Yaoundé-oh, nous voici arrivés, en pleine nuit déjà.L’aéroport ressemble à tant d’autres, un peu délabré, bruyant. On nous avait mis en garde : les douaniers trop scrupuleux, les policiers à chaque pas, la file des passe-droits, réservée à ceux qui ont un billet de 10000 fcfa à tendre… On est sur le qui-vive.
On traverse l’aéroport, escortés de Valentine, qui porte un uniforme (mais je ne sais pas ce qu’il signifie) et qui a été prévenue de notre arrivée. Elle nous fait passer d’autorité le poste des douaniers, écarte les bagagistes, nous dirige en quelques secondes vers la sortie.
Voilà, nous sommes dans un pays corrompu. Il faut avoir des « amis » ou payer.
On monte dans un gros 4x4, et on roule quelques kilomètres. Je regarde, je flaire. Le long de la route, des bicoques éclairées s’alignent. Ca sent la viande grillée et la pluie. Mais la nuit brouille les pistes, j’ai du mal à me représenter ce que je vois.
Deux gros officiers braquent leurs lampes torches sur le bas-côté, pour nous indiquer qu’il faut nous ranger. Contrôle de routine. Le conducteur - notre hôte pour la première nuit- met un terme très rapidement à tout cela. Il les tutoie avec un ton désagréable, même si les paroles sont joviales. Il invoque son rôle à l’ambassade de France.
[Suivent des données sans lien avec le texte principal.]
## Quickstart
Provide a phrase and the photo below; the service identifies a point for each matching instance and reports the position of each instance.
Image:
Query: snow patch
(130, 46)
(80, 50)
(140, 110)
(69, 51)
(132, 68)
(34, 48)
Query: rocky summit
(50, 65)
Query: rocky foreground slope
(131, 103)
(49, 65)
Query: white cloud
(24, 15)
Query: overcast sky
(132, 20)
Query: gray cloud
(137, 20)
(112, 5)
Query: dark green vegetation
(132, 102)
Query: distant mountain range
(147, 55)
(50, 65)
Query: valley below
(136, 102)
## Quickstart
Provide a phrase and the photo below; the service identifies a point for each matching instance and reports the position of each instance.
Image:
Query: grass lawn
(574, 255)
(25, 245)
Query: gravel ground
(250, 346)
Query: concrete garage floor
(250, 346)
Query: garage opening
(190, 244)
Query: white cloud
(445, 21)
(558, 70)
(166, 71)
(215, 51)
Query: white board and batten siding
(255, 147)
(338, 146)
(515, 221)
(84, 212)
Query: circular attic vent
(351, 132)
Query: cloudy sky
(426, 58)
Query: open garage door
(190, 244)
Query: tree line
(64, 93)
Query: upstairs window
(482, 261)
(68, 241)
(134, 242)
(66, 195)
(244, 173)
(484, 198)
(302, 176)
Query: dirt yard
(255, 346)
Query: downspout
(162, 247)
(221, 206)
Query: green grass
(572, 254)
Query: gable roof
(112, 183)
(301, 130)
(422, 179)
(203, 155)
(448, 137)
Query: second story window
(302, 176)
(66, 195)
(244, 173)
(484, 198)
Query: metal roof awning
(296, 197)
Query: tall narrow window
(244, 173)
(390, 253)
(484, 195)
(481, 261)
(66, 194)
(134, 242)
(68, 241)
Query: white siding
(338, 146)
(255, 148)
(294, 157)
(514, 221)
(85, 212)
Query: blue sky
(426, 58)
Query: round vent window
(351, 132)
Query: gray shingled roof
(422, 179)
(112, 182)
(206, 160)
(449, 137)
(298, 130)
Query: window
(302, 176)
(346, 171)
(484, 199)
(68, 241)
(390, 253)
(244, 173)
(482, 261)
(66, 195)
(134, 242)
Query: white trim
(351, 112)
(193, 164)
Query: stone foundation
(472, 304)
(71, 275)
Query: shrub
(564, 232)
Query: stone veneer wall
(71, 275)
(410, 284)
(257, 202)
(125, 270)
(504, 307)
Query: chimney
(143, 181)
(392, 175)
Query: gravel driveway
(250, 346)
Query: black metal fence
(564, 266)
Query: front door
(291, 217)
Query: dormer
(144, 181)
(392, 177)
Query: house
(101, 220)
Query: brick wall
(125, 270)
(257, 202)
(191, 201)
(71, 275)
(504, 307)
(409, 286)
Le rapport de force s’inverse.
Heureusement que j’ai pu garder ma carte diplomatique, dit-il, sinon c’était des palabres sans fin, voire la main au portefeuille.
C’est super, ça commence bien, me dis-je. C’est un pays corrompu. Il faut avoir le réseau, l’argent ou l’autorité.
A la limite, on a bien quelques économies, mais bon …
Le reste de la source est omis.